A standing desk, or a posture-improving chair is a great alternative to the typical office setting of a traditional desk and chair and can help you to improve your blood circulation, posture and ability to stretch throughout the day.
Chronic shoulder and neck pain usually comes from prolonged and repetitive movements. Small repetitive tasks like using a computer mouse, typing and sitting with bad hunched over posture for prolonged periods. Office pain can also surface in the forms of carpal tunnel, and strained eyes from typing and staring at screens all day long.
The benefits of implementing an ergonomic study into the office landscape not only has the best interest of the company in mind thanks to its ability to improve work quality and morale, but it’s a positive aspect of keeping the workforce healthy, comfortable, and aware of compromising positions that can lead to office pain.
To get started, rearrange your office space, and gauge your comfort levels. You may notice that you experience a dull pain in your arms or legs without truly realizing it – ensure you take the time to stretch and walk around at work every couple of hours, take the stairs at lunch, take your phone calls standing up, and frequent the proverbial water cooler for a chance to get out of your chair.
Benefits of Physical Activity
It goes without saying that the benefits of ergonomics are only as good as your level of dedication to practicing an improved active lifestyle.
Ergonomics may encourage better posture, blood flow and comfort, but implementing a comprehensive physical activity regimen into your routine provides your body with a chance to gain strength, flexibility, and overall health.
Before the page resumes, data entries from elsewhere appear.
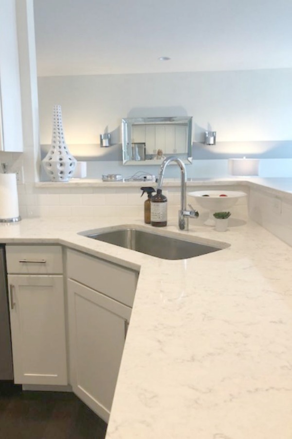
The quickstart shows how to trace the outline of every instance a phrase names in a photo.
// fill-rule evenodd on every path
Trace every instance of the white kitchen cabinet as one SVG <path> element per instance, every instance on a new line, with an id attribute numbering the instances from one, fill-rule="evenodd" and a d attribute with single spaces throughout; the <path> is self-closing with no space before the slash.
<path id="1" fill-rule="evenodd" d="M 74 280 L 68 289 L 71 384 L 108 421 L 131 310 Z"/>
<path id="2" fill-rule="evenodd" d="M 61 248 L 7 245 L 6 262 L 15 382 L 66 385 Z"/>
<path id="3" fill-rule="evenodd" d="M 74 250 L 67 272 L 70 383 L 107 421 L 138 273 Z"/>
<path id="4" fill-rule="evenodd" d="M 0 151 L 23 150 L 15 0 L 0 1 Z"/>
One of the larger benefits of physical activity for office workers is sustained and increased energy levels. This will allow you to stay focused, and bring the best of yourself each day. Further, general fitness encourages the pattern of setting personal goals and finding the best ways to reach them – this is directly transferrable to your life in the office.
Fit employees are also less stressed than their aching co-workers. Exercise and fitness are great ways to release physical and emotional stress that can contribute to various aspects of office pain.
We think that discussions regarding exercise in the office are long overdue, but in the meantime, it’s up to each and every one of us to implement ergonomic best practices and physical activity into our daily routines to keep ourselves motivated, healthy and positive in the face of office pain.